How are you gonna take an order for autos when you ain't got no autos to sell? I suppose you figure on grabbin' the ten thousand dollar job first and then makin' good with a loud crash by landin' the big order, eh?"

He shakes his head and sighs pityin'ly.

"Would there be anything new and original about that?" he asks.

"No!" I says, "there wouldn't! But I don't see how you're gonna win out any other way."

"Of course you don't!" he sneers. "You're a New Yorker, ain't you?

I'm supposed to be the rube, simply because I wasn't born on Sixth Avenue. Now I already told you my methods was new, didn't I? Anybody would work the thing the way you lay it out--and probably land neither the job nor the order.

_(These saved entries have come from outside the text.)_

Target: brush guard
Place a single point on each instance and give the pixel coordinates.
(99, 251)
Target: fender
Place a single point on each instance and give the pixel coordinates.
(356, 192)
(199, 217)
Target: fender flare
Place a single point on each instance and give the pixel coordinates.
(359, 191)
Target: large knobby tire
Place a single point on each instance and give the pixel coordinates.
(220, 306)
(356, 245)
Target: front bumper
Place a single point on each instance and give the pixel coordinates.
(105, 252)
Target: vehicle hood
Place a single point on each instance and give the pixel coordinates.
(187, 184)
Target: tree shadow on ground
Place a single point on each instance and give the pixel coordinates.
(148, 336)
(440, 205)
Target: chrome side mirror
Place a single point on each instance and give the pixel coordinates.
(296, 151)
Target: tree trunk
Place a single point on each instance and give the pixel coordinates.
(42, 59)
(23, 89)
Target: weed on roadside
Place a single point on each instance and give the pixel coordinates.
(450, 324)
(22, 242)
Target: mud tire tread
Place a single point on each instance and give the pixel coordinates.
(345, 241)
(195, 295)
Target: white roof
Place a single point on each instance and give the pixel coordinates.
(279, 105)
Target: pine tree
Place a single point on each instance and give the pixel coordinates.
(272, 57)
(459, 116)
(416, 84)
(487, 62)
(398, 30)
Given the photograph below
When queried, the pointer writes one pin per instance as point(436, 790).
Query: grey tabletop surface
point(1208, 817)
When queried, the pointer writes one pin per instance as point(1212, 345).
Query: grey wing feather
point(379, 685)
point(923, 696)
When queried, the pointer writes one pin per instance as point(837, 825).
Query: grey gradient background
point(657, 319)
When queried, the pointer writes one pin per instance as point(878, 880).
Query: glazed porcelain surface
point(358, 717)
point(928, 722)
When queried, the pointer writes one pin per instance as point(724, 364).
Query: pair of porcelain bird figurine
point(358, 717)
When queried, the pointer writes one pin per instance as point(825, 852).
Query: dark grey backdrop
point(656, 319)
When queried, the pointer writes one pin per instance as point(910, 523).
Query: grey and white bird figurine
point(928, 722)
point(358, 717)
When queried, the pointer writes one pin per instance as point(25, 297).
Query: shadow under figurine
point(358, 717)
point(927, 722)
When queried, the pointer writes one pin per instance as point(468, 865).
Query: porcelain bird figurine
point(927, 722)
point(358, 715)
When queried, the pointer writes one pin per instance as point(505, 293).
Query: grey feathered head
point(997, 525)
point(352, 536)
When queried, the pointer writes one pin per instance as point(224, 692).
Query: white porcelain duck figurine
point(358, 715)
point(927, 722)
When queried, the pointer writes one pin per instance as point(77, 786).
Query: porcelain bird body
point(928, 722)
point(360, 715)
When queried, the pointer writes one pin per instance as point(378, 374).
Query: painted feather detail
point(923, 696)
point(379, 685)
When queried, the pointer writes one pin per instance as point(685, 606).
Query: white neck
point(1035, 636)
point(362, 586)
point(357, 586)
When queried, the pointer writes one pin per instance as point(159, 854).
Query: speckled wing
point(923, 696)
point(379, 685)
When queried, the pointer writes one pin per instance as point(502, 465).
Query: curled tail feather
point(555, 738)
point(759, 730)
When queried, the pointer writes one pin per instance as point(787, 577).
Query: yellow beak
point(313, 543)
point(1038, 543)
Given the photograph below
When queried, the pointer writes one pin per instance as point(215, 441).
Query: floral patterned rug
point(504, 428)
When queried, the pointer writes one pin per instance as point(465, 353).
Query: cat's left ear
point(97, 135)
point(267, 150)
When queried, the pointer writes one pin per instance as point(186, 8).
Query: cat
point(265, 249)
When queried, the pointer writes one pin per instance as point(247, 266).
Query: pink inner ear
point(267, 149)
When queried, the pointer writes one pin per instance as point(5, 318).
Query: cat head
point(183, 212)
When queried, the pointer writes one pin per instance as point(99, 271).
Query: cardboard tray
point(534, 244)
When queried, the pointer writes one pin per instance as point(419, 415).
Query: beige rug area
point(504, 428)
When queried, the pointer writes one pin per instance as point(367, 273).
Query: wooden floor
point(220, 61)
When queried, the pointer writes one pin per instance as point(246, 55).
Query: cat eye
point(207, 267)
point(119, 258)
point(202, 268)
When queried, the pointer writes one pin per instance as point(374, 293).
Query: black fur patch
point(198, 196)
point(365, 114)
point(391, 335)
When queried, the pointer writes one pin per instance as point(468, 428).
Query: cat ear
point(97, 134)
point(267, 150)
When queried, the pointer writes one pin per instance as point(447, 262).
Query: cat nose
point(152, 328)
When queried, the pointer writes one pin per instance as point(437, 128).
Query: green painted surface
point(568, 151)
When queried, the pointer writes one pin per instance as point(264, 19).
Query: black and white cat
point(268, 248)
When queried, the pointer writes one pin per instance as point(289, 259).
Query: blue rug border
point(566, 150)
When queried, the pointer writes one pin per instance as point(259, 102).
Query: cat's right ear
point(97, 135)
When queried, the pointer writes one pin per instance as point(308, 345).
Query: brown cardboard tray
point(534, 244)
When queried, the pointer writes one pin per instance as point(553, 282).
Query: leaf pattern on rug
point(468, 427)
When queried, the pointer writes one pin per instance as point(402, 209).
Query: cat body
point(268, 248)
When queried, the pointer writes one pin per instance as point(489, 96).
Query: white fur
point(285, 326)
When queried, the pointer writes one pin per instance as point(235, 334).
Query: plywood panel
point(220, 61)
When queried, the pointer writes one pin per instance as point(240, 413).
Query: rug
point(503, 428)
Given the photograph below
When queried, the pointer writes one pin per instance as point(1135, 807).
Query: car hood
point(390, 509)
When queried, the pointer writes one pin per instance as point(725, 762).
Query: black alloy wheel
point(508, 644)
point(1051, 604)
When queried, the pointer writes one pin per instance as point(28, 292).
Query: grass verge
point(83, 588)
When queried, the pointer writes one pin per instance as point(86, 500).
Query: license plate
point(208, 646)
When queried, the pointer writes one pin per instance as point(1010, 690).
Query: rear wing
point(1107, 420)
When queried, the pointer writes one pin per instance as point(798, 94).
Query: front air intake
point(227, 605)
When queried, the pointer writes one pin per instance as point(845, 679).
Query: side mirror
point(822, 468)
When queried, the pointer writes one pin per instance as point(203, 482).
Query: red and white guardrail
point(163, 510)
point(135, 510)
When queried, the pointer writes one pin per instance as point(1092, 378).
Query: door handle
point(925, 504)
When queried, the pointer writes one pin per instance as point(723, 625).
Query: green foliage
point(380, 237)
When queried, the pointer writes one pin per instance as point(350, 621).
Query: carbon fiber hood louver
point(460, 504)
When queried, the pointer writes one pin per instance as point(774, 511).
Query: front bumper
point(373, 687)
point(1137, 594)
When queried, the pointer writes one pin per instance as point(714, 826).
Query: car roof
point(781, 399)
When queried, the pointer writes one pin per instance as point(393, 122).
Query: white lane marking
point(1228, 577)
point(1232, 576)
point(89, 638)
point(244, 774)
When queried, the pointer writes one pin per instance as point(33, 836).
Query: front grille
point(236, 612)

What a chance would I have goin' up there and askin' for that job first? Where would I come out against all them sellin' experts with letters and so forth to prove it? Why, they'd laugh me outa the office! _B-u-t!--if I go to them with an order for fifty or sixty of their cars as actual proof that I can sell not only autos, but their autos_, what will they say, then? D'ye see the point now? They ask me for a reference and I reach in my pocket and give them the order, _which I've got before applyin' for the job_, to prove to myself and them that I can sell automobiles!"

Oh, boy!

"Alex," I says, when I got my breath, "I gotta hand it to you! When it comes to inventin' things, you got Edison lookin' like a backward pupil. Go to it, old kid! If you put this over the way you have just told it to me, you'll own Broadway in a week!"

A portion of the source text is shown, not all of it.